Monday 15 June 2009

German Station

A lot of Germans arriving in Brisbane in the early 1800s would have travelled from the port to the German mission at what is now Nundah before moving to their eventual homes. I assumed, and several people told me, that this was the norm for German migrants. Like all things historical though, it has to be examined. And yes, I am writing fiction, but I would like it to be reasonably accurate in the historical facts.

One of my first questions was what was German Station like and would the Jaeckels have gone there?

German Station was set up as a mission station by German Lutheran missionaries in 1838. It was originally called Zion Hill (now the area of Walkers Way in Toombul) and was on a hilltop about eight kilometres north of what is now the Brisbane CBD. The missionaries were attempting to convert the local Turrbul aborigines to Christianity. In their zeal, the Reverends Carl Wilhelm Schmidt and Christoph Eipper managed to establish the first free white settlement in Queensland with 19 adults and 11 children.

Sadly for them, the mission wasn’t a huge success and the government of the day asked for it to be closed in 1846. Apparently their evangelical targets kept moving around and were hard to locate. In 1839 the penal colony closed down and the settlers lost government backup. However, they were self-sufficient farmers by that stage and were able to continue until 1846 with the formal closure of the mission.

Schmidt went to England on the closure of the mission and joined the London Missionary Society. He then worked in Samoa until his death in 1864. Eipper joined an exploratory trip to the Wide Bay area to find a new location for the mission before moving to Braidwood in NSW where he remained until his death in 1894. I don’t know what happened to the other missionaries, perhaps they simply stayed on, having established homes and farms.

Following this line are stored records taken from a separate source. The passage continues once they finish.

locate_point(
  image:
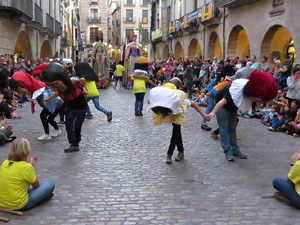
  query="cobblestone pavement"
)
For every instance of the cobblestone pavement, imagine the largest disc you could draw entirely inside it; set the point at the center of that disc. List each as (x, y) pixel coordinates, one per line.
(120, 175)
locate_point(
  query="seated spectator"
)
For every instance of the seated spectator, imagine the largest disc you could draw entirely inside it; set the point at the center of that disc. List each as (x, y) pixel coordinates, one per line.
(289, 189)
(17, 174)
(293, 127)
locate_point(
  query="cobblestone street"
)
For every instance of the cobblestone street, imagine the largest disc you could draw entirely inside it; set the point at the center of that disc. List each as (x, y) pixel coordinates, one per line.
(120, 175)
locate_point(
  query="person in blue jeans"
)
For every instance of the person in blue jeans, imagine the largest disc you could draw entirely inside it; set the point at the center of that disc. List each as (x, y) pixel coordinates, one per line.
(20, 188)
(85, 72)
(261, 87)
(289, 188)
(73, 94)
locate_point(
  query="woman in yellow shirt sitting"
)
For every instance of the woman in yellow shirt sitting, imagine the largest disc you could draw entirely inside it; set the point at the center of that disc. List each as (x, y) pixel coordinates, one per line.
(17, 174)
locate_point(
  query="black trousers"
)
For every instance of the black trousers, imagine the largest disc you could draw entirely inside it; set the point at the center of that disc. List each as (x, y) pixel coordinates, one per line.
(176, 140)
(48, 118)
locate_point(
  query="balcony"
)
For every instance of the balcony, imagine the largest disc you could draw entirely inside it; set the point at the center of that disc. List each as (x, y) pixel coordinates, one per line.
(38, 15)
(236, 3)
(129, 3)
(64, 40)
(94, 19)
(49, 22)
(58, 27)
(129, 20)
(93, 2)
(67, 3)
(210, 14)
(22, 7)
(144, 20)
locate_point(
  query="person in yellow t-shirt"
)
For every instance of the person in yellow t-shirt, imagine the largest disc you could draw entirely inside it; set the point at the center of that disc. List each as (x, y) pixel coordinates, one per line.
(140, 78)
(84, 71)
(17, 174)
(120, 72)
(289, 189)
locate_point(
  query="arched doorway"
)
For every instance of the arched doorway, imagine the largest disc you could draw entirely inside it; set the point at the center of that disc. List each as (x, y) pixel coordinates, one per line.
(214, 46)
(166, 52)
(238, 43)
(178, 50)
(46, 50)
(23, 45)
(276, 43)
(151, 55)
(194, 49)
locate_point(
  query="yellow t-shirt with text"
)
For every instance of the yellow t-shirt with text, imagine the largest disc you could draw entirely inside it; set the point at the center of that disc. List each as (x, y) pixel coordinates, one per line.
(15, 178)
(294, 176)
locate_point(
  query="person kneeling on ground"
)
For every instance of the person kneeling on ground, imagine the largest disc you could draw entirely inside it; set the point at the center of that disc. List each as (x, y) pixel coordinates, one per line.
(17, 174)
(169, 105)
(289, 189)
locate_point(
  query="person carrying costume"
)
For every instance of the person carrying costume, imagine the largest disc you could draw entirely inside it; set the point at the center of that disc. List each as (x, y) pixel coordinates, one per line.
(85, 72)
(140, 78)
(73, 93)
(23, 83)
(170, 105)
(261, 87)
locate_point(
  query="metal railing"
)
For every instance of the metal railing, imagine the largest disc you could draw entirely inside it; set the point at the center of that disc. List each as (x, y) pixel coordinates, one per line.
(38, 14)
(49, 22)
(24, 6)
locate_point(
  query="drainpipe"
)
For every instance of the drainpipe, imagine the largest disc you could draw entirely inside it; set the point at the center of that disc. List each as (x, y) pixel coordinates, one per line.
(224, 33)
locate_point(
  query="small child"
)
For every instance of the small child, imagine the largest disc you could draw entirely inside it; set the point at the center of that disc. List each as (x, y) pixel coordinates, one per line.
(17, 174)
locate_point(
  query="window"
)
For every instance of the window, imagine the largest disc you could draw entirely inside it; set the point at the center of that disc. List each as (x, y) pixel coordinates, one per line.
(145, 16)
(93, 34)
(93, 14)
(129, 15)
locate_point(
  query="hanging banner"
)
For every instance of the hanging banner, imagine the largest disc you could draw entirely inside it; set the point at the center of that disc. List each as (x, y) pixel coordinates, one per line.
(164, 24)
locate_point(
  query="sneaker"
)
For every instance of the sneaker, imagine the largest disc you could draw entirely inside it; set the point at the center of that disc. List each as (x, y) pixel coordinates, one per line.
(229, 156)
(44, 137)
(56, 133)
(89, 117)
(109, 116)
(179, 157)
(72, 148)
(169, 159)
(205, 127)
(240, 155)
(214, 136)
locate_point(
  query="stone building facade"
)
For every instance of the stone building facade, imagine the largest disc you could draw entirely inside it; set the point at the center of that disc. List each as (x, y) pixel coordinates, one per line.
(93, 17)
(30, 26)
(207, 28)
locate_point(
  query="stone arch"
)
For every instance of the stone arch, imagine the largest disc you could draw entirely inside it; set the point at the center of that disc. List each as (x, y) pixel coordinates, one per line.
(238, 43)
(166, 52)
(151, 55)
(46, 50)
(23, 45)
(214, 46)
(194, 49)
(178, 50)
(275, 42)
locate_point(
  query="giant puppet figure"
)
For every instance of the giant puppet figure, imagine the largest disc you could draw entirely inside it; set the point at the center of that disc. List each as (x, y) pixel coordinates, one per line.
(101, 61)
(133, 51)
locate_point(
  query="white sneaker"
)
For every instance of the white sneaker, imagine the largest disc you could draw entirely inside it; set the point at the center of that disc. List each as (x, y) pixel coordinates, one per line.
(56, 133)
(44, 137)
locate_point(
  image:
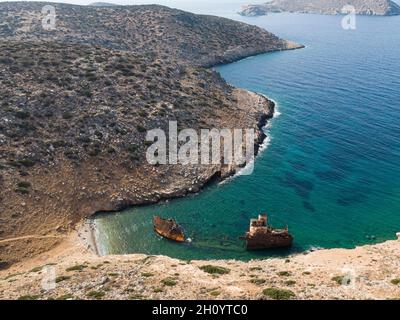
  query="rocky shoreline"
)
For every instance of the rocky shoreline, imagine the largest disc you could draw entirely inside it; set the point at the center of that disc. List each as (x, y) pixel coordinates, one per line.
(72, 133)
(367, 272)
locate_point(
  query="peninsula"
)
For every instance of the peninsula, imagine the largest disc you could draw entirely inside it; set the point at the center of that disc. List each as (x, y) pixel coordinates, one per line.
(331, 7)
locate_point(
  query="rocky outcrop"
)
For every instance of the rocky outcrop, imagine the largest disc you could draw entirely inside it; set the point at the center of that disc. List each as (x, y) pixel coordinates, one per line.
(332, 7)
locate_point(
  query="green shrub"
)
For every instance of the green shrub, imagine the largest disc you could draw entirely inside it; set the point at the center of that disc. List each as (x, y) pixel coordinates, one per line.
(279, 294)
(215, 293)
(24, 184)
(65, 297)
(36, 269)
(341, 280)
(62, 278)
(147, 274)
(214, 269)
(29, 297)
(257, 281)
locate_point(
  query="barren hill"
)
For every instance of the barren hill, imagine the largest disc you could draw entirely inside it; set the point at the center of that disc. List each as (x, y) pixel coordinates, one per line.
(362, 7)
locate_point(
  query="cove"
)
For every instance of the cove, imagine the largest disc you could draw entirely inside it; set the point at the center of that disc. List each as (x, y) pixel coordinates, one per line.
(331, 171)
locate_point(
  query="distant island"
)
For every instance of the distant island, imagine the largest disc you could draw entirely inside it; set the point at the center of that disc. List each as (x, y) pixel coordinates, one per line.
(331, 7)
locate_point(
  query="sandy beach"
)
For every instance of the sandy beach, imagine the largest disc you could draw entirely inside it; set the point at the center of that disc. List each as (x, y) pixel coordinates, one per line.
(73, 271)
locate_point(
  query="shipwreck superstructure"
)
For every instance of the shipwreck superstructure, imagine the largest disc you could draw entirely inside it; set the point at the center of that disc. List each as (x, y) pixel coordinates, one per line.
(262, 236)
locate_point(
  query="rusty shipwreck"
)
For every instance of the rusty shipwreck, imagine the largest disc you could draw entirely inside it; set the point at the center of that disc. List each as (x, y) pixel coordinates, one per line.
(262, 236)
(169, 229)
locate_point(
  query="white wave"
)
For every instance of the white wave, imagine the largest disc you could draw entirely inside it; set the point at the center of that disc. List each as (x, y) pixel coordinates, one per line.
(277, 113)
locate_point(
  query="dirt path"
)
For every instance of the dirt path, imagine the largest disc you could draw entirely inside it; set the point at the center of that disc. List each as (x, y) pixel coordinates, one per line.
(30, 237)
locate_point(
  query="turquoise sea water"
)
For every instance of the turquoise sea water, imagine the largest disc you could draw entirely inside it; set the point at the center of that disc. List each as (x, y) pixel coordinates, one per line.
(331, 171)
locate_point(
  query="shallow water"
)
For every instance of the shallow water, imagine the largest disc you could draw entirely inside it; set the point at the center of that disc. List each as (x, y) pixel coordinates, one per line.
(331, 170)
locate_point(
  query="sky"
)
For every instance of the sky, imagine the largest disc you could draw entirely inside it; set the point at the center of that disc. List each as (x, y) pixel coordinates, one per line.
(196, 6)
(171, 3)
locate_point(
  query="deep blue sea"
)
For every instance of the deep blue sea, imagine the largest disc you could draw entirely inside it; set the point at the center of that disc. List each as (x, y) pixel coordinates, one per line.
(331, 171)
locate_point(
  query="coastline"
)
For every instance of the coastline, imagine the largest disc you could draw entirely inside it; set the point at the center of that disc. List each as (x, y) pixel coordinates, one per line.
(88, 225)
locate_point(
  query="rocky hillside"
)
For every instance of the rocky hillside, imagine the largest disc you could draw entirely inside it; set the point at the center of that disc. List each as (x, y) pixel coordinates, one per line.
(76, 102)
(369, 272)
(362, 7)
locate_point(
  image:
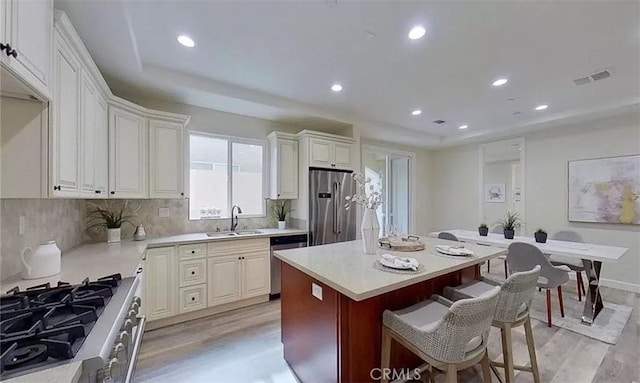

Or perhaps they moved up to Wide Bay.

Zion Hill rapidly became German Station and then became Nundah in approximately 1882. A railway station was built in 1882 and called “German” (apparently so that it wasn’t called German Station Station) but the name of the station was changed within six weeks to Nundah. The post office followed suit but the name of the state school was not changed until 1896. For many years any mention of the area referred to “Nundah (formerly German Station).”

Lots of German migrants went to German Station on arrival because they could be sure of German speakers, hospitality and advice. Even after the mission closed, there were many German settlers in the area, those who hadn’t wanted to venture too far from a relative comfort zone.

So the answer to my question is that the Jaeckels might have gone there, but that it wasn’t a necessary step. The actual mission had closed down by the time the Jaeckels would have arrived (1866) but there were German-speaking support services available. Some German migrants started out there, others didn’t. If people were confident free settlers who wanted to immediately take up land, they could pick a direction and set out.